As an adult, he started performing at nightclubs in Tel Aviv to make money – despite being shy, which could be hard to believe if you’ve seen him perform recently. “I am shy, but I had to make a living. And singing is something different, you’re behind the keyboard, it’s a kind of shelter. And slowly, I threw some little jokes in, and I got confident.”
He first came to America in his early 20s with four friends, originally planning Boston but settling in New York. In the U.S., he got married, and then after about a year of living in the States, the couple moved to Israel. They had two children but eventually divorced (Dani speaks proudly of his kids and several grandchildren, and says he remains on good terms with his ex-wife).
By the end of 1998, Dani had experienced some financial difficulties and needed to make money fast. He decided to give America another chance, moving to New York. Within two weeks of arriving, a musician friend who performed at Sammy’s contacted him, asking if he wanted to pick up a shift of two. By then, Dani was going by the last name Lev – the latter meaning “heart” in Hebrew. But the Sammy’s waiters announced him as Dani Luv, and it stuck.
Dani was an instant hit, and when his friend no longer had time on his calendar to be able to come to Sammy’s, Dani was the natural choice to be the permanent replacement. “So that’s it, I became Mr. Saturday night,” he says, then corrects himself, “Really six nights a week, sometimes even seven. One time I did 60, 65 nights in a row, no break.”
Having all that come to a crashing halt with the coronavirus pandemic was tough, and for Dani it’s a vivid memory. “Saturday night, March 14, 2020, we had 300 people on the book at Sammy’s, and we were left with 40 people. My boss said forget about Sunday, Monday, Tuesday – then the rest is history.”
Then came the announcement Sammy’s was closing permanently. Dani stepped up his work doing private parties. It was late 2021 by then and some social gatherings were picking up. As restrictions and fears eased, he then started performing at a couple of venues in the city. “It was less work than at Sammy’s, but somehow thank god I survived.”
Some of the regulars at the steakhouse followed Dani to his new spots. They’d all get happy news in 2024 when the owners of Sammy’s announced the restaurant’s revival.
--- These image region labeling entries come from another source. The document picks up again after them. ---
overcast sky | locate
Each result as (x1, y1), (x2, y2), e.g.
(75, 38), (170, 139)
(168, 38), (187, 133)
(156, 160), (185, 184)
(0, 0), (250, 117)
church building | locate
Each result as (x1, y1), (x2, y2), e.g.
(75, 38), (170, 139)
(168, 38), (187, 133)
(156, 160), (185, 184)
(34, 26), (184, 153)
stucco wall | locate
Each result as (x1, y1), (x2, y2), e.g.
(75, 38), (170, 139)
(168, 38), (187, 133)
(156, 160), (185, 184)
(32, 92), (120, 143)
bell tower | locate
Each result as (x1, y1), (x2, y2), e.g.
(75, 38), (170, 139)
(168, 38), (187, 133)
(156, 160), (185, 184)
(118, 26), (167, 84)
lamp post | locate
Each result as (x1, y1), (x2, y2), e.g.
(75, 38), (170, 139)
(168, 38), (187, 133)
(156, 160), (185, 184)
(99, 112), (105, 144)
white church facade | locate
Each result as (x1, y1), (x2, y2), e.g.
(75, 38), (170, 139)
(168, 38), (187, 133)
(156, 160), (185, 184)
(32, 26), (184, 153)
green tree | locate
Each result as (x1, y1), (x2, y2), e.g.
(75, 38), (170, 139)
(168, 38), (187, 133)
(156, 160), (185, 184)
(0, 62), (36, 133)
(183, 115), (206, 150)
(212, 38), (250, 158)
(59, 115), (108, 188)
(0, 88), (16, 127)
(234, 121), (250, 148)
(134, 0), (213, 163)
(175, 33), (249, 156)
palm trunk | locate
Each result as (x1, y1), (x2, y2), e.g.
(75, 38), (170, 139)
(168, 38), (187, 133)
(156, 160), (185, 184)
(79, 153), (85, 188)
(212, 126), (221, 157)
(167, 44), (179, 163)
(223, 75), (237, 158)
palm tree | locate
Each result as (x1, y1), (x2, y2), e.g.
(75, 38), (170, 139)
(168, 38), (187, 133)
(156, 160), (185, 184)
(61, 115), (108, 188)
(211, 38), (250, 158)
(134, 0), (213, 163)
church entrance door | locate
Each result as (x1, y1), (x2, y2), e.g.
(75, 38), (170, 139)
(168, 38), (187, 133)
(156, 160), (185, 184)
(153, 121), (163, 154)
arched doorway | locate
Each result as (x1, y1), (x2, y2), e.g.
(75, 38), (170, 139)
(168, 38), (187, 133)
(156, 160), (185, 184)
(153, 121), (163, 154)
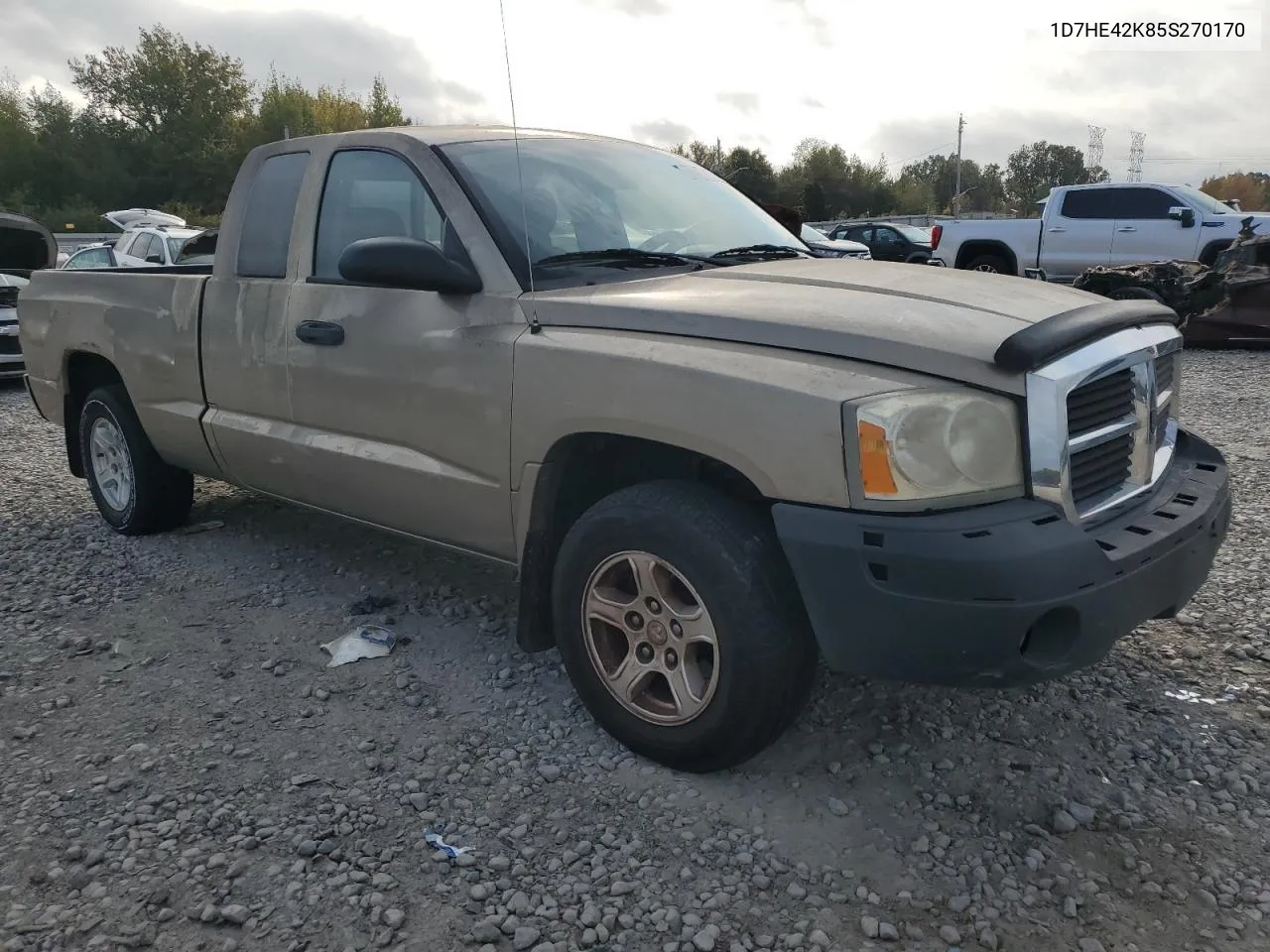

“Oh my god, happiness is not even starting to describe that,” he says when I ask what it felt like getting the news. “And all the staff is the same staff that we had. The chef, the waiters, the bus boys. Some of them had other jobs and they quit and they came back, that was nice.”
Firmly back as Mr. Saturday Night (and many other nights of the week), Dani has no intention of slowing down. He vows to be at Sammy’s “another 20 years” at least.
“People ask me, my god, six nights a week, so many months, how many years, how do you do this?” he says. “It’s very simple, I’m a fucking lunatic, there’s no other answer.”
He laughs, but then reveals there is another, deeper answer. He speaks fondly of the generations of families that he’s come to know, of the joy as the performer for weddings, bar mitzvahs, birthdays and more, the sheer pleasure of connecting with people.
“I need it, it feeds something. Maybe I don’t want to go to work every time, I just want to stay home. But when I arrive and I see the first people, they’re saying ‘Hey, Dani Luv!’ and they’re singing, people all ages – boom, I’m into it right away. That’s the gift.”
As long as there’s a keyboard, a microphone and a crowd, Dani will be there. Anytime you’re in New York and you want an unforgettable night, see him at Sammy’s.